Screenshot: Naughty Dog / Kotaku
Screenshot: Naughty Dog / Kotaku

But even outside of the worldbuilding and thematic colour the original scene brings, the use of Mortal Kombat specifically feels like some corporate fuckery that doesn’t sit well with me. Mortal Kombat is a Warner Bros. property, and HBO Max is a streaming service owned by Warner Bros. The next game in the series was unceremoniously announced during an earnings call on Thursday, and now you’ve put the fighting game series in front of millions of people to pique their interest. It’s convenient that The Last of Us would have a scene Warner Bros. could easily make into a bit of product placement, and while it’s a fun reference for much of the audience who will have their own memories of playing Mortal Kombat in an arcade to draw from as they watch Ellie and Riley bond over the game, it does feel like it pushes what made the original arcade scene great to the side for a bit of cheap promotion.

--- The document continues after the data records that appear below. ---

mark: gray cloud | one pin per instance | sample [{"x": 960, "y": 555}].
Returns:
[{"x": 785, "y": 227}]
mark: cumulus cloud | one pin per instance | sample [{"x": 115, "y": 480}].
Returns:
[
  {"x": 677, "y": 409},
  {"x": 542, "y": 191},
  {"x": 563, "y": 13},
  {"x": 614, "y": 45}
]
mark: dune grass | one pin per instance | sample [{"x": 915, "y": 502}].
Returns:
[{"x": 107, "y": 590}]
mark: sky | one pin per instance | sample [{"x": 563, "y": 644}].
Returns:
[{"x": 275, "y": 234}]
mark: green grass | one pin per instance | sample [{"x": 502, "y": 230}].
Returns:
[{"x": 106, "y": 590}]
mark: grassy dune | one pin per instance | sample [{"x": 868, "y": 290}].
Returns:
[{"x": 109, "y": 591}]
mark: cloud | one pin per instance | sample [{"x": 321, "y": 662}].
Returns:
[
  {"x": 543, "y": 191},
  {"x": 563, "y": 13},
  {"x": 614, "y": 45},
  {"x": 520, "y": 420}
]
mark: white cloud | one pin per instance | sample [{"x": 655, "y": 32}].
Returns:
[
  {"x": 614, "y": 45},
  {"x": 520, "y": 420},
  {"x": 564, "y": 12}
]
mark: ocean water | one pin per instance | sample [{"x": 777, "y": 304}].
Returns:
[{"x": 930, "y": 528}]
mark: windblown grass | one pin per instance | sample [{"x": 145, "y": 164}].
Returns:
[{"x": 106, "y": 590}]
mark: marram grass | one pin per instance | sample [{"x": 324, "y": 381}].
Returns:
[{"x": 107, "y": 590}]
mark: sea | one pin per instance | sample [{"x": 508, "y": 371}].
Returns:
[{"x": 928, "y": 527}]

We’re nearly done with The Last of Us’ first season, and while the show’s been pretty consistent in quality, it has been dealing with a lot of back and forth between being true to the source material and having new ideas. Whether changes are big or small, I’ve found myself examining the show through this lens and theorizing about why each change was made. Some feel purposeful, like having what seems to be a Dina cameo in the Jackson segment as a way to plant seeds for season two, or completely reinventing the story of Bill and Frank to more directly lead into questions the show will ask in its finale. Others have felt mean-spirited, like the changes to Tess’ final scene in episode two. But this? It just turns one of Left Behind’s best moments into an ad. At the very least, when Joel attempts to give Ellie a similar experience in a museum in season two, it will probably feel a lot more special to viewers and Ellie alike.